Second question is will modern lighter weight wheels claw back some of the performance that is given up with a heavier steel frame ...say fulcrum 3 or Campy Zondas


I feel so lucky finding this frame ..because I almost pulled the triger on a Derosa neo primato at almost double the price.I really wanted a classic simple steel frame that was not tig welded.

thanks in advance


----------



## paredown (Oct 18, 2006)

Congrats on your new Colnago. Pics please....

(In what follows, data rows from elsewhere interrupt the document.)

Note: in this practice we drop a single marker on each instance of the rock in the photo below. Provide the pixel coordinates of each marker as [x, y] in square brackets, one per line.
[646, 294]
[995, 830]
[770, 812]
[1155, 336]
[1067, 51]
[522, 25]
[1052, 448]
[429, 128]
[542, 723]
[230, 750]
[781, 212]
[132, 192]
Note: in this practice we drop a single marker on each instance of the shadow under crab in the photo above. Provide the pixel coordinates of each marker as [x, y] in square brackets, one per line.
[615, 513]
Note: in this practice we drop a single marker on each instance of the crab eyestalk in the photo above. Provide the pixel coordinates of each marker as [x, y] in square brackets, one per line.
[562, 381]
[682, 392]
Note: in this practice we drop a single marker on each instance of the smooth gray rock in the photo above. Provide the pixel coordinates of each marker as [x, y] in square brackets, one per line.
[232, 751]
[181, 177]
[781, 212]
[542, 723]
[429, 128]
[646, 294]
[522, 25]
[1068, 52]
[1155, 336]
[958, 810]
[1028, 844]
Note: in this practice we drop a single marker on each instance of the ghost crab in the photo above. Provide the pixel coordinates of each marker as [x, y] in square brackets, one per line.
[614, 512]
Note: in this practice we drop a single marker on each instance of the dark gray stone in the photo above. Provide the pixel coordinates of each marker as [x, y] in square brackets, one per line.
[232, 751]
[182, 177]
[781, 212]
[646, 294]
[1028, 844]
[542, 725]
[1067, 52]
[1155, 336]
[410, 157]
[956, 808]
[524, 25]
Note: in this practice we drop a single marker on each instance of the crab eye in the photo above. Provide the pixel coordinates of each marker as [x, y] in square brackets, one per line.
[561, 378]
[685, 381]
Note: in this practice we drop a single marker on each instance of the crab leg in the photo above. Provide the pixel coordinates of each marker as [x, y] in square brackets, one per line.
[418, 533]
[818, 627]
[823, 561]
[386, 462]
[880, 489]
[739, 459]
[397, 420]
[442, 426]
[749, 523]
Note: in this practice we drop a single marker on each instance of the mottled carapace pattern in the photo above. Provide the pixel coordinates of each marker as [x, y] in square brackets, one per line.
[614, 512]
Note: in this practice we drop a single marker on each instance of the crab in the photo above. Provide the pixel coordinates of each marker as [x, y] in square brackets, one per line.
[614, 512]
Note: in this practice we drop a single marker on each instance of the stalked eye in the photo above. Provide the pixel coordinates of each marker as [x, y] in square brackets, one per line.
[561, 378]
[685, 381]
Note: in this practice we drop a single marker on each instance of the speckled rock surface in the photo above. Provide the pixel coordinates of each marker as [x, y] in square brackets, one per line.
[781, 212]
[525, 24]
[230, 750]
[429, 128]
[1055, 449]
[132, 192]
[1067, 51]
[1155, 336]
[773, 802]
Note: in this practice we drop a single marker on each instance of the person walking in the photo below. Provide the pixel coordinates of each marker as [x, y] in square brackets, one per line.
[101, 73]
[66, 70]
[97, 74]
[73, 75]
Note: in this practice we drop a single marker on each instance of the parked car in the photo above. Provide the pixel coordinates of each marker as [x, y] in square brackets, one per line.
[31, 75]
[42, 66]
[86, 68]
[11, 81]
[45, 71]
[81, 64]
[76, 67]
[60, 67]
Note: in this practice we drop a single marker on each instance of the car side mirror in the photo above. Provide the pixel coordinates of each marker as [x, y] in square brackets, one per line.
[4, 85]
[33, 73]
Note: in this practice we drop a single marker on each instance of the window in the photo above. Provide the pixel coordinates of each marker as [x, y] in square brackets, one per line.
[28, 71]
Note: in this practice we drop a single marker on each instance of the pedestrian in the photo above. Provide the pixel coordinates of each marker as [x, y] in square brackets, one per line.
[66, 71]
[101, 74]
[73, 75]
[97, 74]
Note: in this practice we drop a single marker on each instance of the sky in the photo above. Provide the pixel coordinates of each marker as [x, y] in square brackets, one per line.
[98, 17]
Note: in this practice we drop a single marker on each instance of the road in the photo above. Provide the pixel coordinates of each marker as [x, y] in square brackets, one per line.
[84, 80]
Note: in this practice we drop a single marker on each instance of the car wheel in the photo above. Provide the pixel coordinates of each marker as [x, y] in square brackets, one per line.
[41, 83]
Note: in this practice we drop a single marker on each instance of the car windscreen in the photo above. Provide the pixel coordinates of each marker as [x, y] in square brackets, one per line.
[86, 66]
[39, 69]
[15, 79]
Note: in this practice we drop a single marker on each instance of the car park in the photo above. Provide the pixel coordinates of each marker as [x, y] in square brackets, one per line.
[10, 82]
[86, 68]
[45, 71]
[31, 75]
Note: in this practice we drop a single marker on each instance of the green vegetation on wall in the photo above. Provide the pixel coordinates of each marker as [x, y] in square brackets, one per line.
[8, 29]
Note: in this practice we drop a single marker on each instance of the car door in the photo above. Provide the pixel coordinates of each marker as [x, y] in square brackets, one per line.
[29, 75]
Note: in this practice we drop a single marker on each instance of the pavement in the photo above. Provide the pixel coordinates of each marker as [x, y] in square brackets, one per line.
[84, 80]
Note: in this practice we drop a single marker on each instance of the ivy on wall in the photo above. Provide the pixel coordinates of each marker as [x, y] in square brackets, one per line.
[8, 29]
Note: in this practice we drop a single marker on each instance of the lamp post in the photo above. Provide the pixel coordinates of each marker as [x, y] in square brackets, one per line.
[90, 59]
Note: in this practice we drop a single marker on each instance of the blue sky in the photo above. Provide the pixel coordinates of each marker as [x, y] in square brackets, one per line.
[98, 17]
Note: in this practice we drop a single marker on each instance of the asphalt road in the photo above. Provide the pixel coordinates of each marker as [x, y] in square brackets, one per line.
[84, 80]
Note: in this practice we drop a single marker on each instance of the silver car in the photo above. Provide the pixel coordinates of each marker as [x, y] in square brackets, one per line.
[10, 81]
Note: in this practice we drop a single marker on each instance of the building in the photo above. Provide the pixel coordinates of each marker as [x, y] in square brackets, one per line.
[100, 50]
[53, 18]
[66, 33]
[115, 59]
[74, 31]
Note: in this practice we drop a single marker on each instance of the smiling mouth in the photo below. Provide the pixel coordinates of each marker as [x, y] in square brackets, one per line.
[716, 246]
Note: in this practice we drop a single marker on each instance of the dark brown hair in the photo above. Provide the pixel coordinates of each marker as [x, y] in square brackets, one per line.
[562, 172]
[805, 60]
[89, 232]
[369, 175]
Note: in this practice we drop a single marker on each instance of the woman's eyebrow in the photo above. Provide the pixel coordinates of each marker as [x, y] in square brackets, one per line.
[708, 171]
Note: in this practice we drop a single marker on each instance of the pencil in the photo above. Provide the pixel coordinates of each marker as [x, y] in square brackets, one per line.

There don't seem to be that many quill stems around anymore. One stem you can get is the 3TTT Motus--there is a seller on eBay right now who has them NOS for $50:
http://cgi.ebay.com/Silver-120mm-3TTT-MOTUS-Quill-Bicycle-Bike-Road-Stem_W0QQitemZ180144712300QQihZ008QQcategoryZ42333QQssPageNameZWDVWQQrdZ1QQcmdZViewItem
Or here for $69
http://cgi.ebay.com/New-Old-Stock-3TTT-3T-or-TTT-Motus-Quill-Stem-130mm_W0QQitemZ280117754984QQihZ018QQcategoryZ42333QQcmdZViewItem
The first seller also has had the Cinelli Frog that has the removeable faceplate, although these tend to be in high demand & I only see one being offered on eBay.


----------



## Climbing_Clyde (Jun 16, 2007)

I think Salsa still makes one.

https://www.salsacycles.com/stems.html


----------



## Maybeck (Sep 30, 2004)

You can run Deda 215's without a detachable face plate.


----------



## nrs1 (Jul 31, 2007)

*Quill Stem*

If you can find one, the Cinelli Oyster is a very nice looking stem. It has a hinged front plate so you can install bars without removing the brakes. They occasionally show up on Ebay, and go for ~ 50 - 65.


----------



## brewster (Jun 15, 2004)

I paid $13 for a NOS Modolo X-Tenos stem in black on E-bay recently. Not a hinged face, but about as "retro cool" as you can get. I have the same thing in silver and a little longer in parts box that I used back in the day. Back then, I upgraded from a Cinelli XA because it slipped and creaked. The XA was all the rage, but I wasn't that impressed.

brewster


----------



## minstrie (Jun 13, 2005)

*stems/bars*

PM sent.


----------



## dnalsaam (Dec 6, 2004)

brewster said:


> I paid $13 for a NOS Modolo X-Tenos stem in black on E-bay recently. Not a hinged face, but about as "retro cool" as you can get. I have the same thing in silver and a little longer in parts box that I used back in the day. Back then, I upgraded from a Cinelli XA because it slipped and creaked. The XA was all the rage, but I wasn't that impressed.
> 
> brewster


Be careful, the X-tenos stems are notorious for breaking. I broke one myself and removed the other one I had on another bike immediately. Probabaly still have it in my garage today.


----------